In [3]:
import pandas as pd

In [4]:
# Loading the Anxiety Dataset 
anxiety_df=pd.read_csv(r"C:\Users\missi\Downloads\Anxiety2021\Anxiety2021.csv")
anxiety = anxiety_df[["location","sex","age","val"]] # Subselecting the preferred features 
anxiety = anxiety.rename(columns={"val": "anxiety_percent"}) # Renaming the value column
anxiety.head()

Unnamed: 0,location,sex,age,anxiety_percent
0,Taiwan (Province of China),Male,15-49 years,0.032339
1,Taiwan (Province of China),Female,15-49 years,0.052631
2,People's Republic of China,Male,15-49 years,0.030089
3,People's Republic of China,Female,15-49 years,0.04999
4,Democratic People's Republic of Korea,Male,15-49 years,0.031223


In [7]:
# loading the Bipolar Data 
bipolar_df=pd.read_csv(r"C:\Users\missi\Downloads\Bipolar2021\Bipolar2021.csv")
bipolar = bipolar_df[["location","sex","val"]] # Subselecting the preferred features 
bipolar = bipolar.rename(columns={"val": "bipolar_percent"}) # Renaming the value column
bipolar.head()

Unnamed: 0,location,sex,bipolar_percent
0,Democratic People's Republic of Korea,Male,0.002446
1,Democratic People's Republic of Korea,Female,0.002546
2,People's Republic of China,Male,0.002371
3,People's Republic of China,Female,0.002573
4,Democratic Republic of Timor-Leste,Male,0.003815


In [9]:
# loading the Despression Data
depress_df=pd.read_csv(r"C:\Users\missi\Downloads\Depression2021\Depression2021.csv")
depress = depress_df[["location","sex","val"]] 
depress = depress.rename(columns={"val": "depress_percent"})
depress.head()

Unnamed: 0,location,sex,depress_percent
0,People's Republic of China,Male,0.025406
1,People's Republic of China,Female,0.041064
2,Democratic People's Republic of Korea,Male,0.023614
3,Democratic People's Republic of Korea,Female,0.040503
4,Republic of Kiribati,Male,0.037915


In [15]:
# Loading the Suicide Rates per 100k in each Country for each gender : Male and Female 
suicide_df=pd.read_csv(r"C:\Users\missi\Downloads\Suicide2021\Suicide2021.csv")
suicide = suicide_df[["location","sex","val"]] 
suicide = suicide.rename(columns={"val": "suicide_rate_per100k"})
suicide.head()

Unnamed: 0,location,sex,suicide_rate_per100k
0,Republic of Kiribati,Male,51.437264
1,Republic of Kiribati,Female,7.89114
2,People's Republic of China,Male,7.148372
3,People's Republic of China,Female,4.274235
4,Independent State of Samoa,Male,29.459208


In [30]:
# Loading the GDP dataset:
gdp_df=pd.read_csv(r"C:\Users\missi\Downloads\GDP\GDP.csv")
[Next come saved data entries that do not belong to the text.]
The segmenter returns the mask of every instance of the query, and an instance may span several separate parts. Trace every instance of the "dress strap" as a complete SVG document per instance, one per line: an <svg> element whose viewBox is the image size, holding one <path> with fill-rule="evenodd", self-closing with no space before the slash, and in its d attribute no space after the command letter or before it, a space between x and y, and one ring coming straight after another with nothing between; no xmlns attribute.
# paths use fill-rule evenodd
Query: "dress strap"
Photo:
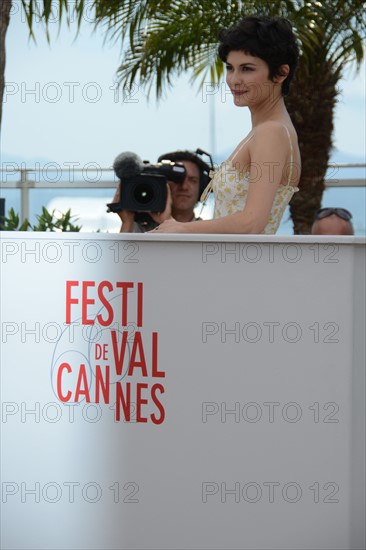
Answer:
<svg viewBox="0 0 366 550"><path fill-rule="evenodd" d="M293 164L294 164L294 146L292 145L290 132L288 131L287 126L283 125L283 127L285 128L285 130L287 132L287 137L288 137L288 140L290 142L290 169L289 169L288 180L287 180L287 187L289 187L291 179L292 179Z"/></svg>
<svg viewBox="0 0 366 550"><path fill-rule="evenodd" d="M203 206L205 206L206 201L207 201L207 197L209 196L209 194L213 190L213 179L215 177L215 172L213 170L210 170L209 176L210 176L211 179L208 182L208 184L206 185L206 187L204 188L204 190L203 190L203 192L200 196L200 199L199 199ZM202 210L200 212L200 216L201 216L201 214L202 214Z"/></svg>
<svg viewBox="0 0 366 550"><path fill-rule="evenodd" d="M244 147L244 145L246 145L246 144L248 143L248 141L250 141L253 137L254 137L254 134L252 134L250 137L248 137L247 139L245 139L245 140L240 144L239 149L235 152L235 154L233 155L233 157L230 159L231 162L234 160L234 158L236 157L236 155L242 150L242 148Z"/></svg>
<svg viewBox="0 0 366 550"><path fill-rule="evenodd" d="M251 135L249 138L245 139L243 141L243 143L241 143L239 149L235 152L235 154L233 155L233 157L230 159L230 163L233 165L233 160L235 159L236 155L239 153L239 151L241 150L242 147L244 147L244 145L246 143L248 143L248 141L250 141L252 139L253 135ZM224 161L225 162L225 161ZM222 165L223 163L221 163ZM200 196L200 202L202 202L203 205L205 205L206 201L207 201L207 197L208 195L211 193L212 191L212 188L213 188L213 178L214 178L214 172L212 170L210 170L210 182L208 183L207 187L203 190L203 193L202 195Z"/></svg>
# Dropping unnecessary columns like - Indicator Name and Indicator Code : 
gdp_long = gdp_df.drop(columns=["Indicator Name", "Indicator Code"])

# Renaming some columns to match with the other datasets:
gdp_long = gdp_long.rename(columns={"Country Name": "location", "Country Code": "country_code"})
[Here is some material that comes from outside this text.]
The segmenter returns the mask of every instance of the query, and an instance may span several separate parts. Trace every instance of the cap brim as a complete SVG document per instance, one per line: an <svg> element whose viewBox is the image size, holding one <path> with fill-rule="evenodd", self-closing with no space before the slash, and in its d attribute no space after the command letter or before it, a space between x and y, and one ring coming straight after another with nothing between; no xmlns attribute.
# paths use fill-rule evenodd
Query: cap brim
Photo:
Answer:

# Converting the individual year columns to a single Year column 
gdp = gdp_long.melt(id_vars=["location", "country_code"],var_name="year",value_name="gdp_usd")

gdp["year"] = pd.to_numeric(gdp["year"], errors="coerce")

# Filtering only the year 2021
gdp_2021 = gdp[gdp["year"] == 2021].copy()

# Using the list of locations from Anxiety dataset to compare and join with GDP dataset:
valid_locations = set(anxiety["location"].unique())
gdp_2021 = gdp_2021[gdp_2021["location"].isin(valid_locations)]

gdp_2021=gdp_2021[["location","country_code","year","gdp_usd"]]
gdp_2021.head()

Unnamed: 0,location,country_code,year,gdp_usd
16228,Islamic Republic of Afghanistan,AFG,2021.0,356.496214
16230,Republic of Angola,AGO,2021.0,1925.874661
16231,Republic of Albania,ALB,2021.0,6413.283286
16232,Principality of Andorra,AND,2021.0,42425.699676
16234,United Arab Emirates,ARE,2021.0,43360.021101


In [32]:
# Merging the 5 datasets together:

# Merge anxiety and bipolar
merged = pd.merge(anxiety, bipolar, on=["location", "sex"], how="inner")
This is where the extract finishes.